There were some good whites, too, and Gary Young found a very attractive Riesling from Michigan. Gary’s a home winemaker, but relatively few California winemakers—home or commercial--have much hands-on experience with this noble grape. There just isn’t very much planted here. Unfortunately, too many restaurants in our state still don’t understand or appreciate Riesling, either. That doesn’t mean that we don’t enjoy the variety, though, and the 2005 Semidry Riesling from Peninsula Cellars of Traverse City (www.peninsulacellars.com) was a winner in our eyes. The wine was “fruity and well-balanced,” said Gary, who detected a slight frizzante quality that he liked. “If it were available in my area, I’d be inclined to buy it,” he concluded.
      
      

Virginian Carl Brandhorst touted his state's Nortons, but said
he liked its Cab Franc also.

My team had come through with flying colors. Half an hour remaining and Brendan, Gary and Mike had all made their picks. Now I had to get in gear. By common agreement, there was to be no repetition. I couldn’t pick a wine from Indiana, Michigan or Missouri. Nor could I select one of the varieties they’d chosen. Over the years I’ve enjoyed some Virginia wines and I headed upstairs to the table staffed by the Vinifera Wine Growers Association, where Carl Brandhorst recommended a Norton he seemed particularly fond of. I tried it, naturally, and had to agree it was a nice wine. But choosing a second Norton would have been a violation of our rules and even the publisher can’t get away with that. However, there were several open bottles of Cabernet Franc and I’ve enjoyed wines of that variety from France and from California. Two or three examples were acceptable and I liked one from Rappahannock Cellars of Huntley, Virginia (www.rappahannockcellars.com). Their 2005 is 75% Cabernet Franc, the balance equal parts of other, lesser-known Bordeaux varieties of Malbec and Petite Verdot. Priced at $19, this wine had a little of that blueberry quality I sometimes find in Cab Franc, as well as aspects of cherry and a little tobacco or cedar.

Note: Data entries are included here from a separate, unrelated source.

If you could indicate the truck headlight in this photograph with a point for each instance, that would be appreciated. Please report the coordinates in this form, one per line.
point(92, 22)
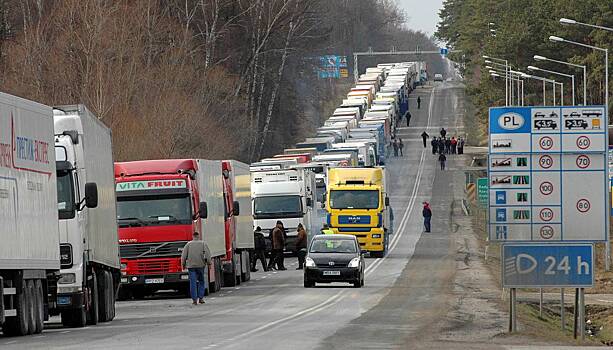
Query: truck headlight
point(67, 278)
point(355, 262)
point(309, 262)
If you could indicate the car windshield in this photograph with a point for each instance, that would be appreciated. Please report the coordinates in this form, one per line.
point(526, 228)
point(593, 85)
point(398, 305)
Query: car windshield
point(154, 210)
point(342, 246)
point(354, 199)
point(277, 207)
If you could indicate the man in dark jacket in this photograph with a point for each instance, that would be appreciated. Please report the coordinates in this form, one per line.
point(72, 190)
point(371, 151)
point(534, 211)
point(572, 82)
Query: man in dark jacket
point(259, 250)
point(427, 214)
point(278, 245)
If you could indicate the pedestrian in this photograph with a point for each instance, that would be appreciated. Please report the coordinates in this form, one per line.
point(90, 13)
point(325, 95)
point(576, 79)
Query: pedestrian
point(461, 146)
point(400, 147)
point(424, 137)
point(259, 251)
point(278, 245)
point(442, 159)
point(195, 257)
point(434, 144)
point(326, 230)
point(427, 213)
point(301, 242)
point(395, 145)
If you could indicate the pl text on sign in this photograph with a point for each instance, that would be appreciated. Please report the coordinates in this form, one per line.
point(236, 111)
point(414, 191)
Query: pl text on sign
point(548, 174)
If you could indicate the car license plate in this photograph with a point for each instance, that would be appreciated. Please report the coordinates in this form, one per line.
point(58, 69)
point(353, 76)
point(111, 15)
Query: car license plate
point(154, 280)
point(332, 273)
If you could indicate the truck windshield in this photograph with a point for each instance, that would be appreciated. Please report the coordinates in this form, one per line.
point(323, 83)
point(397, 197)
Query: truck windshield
point(354, 199)
point(154, 210)
point(277, 207)
point(65, 195)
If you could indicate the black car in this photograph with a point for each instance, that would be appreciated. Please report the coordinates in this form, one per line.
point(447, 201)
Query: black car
point(334, 258)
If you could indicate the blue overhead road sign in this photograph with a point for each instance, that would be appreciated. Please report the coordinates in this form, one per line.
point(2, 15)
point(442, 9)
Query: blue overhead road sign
point(547, 265)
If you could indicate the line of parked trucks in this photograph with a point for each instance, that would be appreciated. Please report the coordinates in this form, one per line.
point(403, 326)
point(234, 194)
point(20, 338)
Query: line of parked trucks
point(78, 231)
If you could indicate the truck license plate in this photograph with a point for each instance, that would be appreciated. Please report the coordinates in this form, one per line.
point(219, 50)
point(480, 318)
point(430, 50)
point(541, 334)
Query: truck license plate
point(154, 280)
point(332, 273)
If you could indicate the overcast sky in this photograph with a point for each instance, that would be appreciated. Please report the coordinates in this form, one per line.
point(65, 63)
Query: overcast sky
point(422, 14)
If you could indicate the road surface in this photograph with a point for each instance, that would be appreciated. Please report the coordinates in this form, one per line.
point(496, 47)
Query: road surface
point(405, 292)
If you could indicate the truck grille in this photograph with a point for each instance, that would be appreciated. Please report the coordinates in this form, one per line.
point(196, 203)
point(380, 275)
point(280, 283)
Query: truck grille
point(152, 250)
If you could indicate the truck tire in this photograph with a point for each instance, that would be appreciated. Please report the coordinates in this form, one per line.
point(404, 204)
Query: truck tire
point(39, 311)
point(92, 312)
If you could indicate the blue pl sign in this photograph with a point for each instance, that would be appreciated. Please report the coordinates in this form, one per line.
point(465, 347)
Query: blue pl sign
point(547, 265)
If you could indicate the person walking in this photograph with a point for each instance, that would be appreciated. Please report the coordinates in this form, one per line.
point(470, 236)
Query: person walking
point(278, 245)
point(427, 214)
point(195, 258)
point(424, 137)
point(400, 147)
point(301, 243)
point(259, 251)
point(442, 159)
point(443, 132)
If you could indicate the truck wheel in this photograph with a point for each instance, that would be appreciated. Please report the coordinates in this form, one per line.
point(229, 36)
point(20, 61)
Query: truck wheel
point(39, 311)
point(92, 312)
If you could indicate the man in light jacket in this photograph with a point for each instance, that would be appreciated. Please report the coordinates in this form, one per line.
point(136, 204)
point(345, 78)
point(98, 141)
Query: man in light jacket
point(196, 257)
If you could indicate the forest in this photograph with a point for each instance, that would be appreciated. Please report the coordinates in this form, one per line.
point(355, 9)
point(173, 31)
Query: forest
point(195, 78)
point(516, 30)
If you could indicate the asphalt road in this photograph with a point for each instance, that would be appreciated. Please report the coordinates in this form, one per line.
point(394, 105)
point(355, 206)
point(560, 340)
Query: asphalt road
point(404, 293)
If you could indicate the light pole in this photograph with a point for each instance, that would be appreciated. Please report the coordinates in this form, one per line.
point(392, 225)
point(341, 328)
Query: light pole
point(534, 68)
point(542, 58)
point(606, 59)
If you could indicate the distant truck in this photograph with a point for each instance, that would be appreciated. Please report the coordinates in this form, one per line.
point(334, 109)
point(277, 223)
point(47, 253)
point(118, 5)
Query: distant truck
point(89, 251)
point(29, 232)
point(357, 204)
point(287, 195)
point(160, 204)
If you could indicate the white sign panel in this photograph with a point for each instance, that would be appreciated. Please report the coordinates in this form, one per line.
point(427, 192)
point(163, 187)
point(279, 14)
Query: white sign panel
point(548, 174)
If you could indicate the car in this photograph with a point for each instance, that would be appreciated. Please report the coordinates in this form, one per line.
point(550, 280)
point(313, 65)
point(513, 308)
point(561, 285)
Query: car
point(334, 258)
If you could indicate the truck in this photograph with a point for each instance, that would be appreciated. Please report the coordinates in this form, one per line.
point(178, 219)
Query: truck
point(29, 227)
point(160, 204)
point(357, 204)
point(287, 195)
point(89, 248)
point(238, 222)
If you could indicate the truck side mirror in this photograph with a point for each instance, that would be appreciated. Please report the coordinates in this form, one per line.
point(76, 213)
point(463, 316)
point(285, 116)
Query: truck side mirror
point(203, 210)
point(91, 195)
point(236, 208)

Four people who love wine had just two hours of tasting. Our method wasn’t scientific (I wouldn’t trust any wine judging that purported to be) and it wasn’t comprehensive. It probably didn’t really prove anything, either.

But it did remind us that there’s a big world out there beyond our own environment and that if you trust your own palate and keep experimenting, you can find some nice surprises.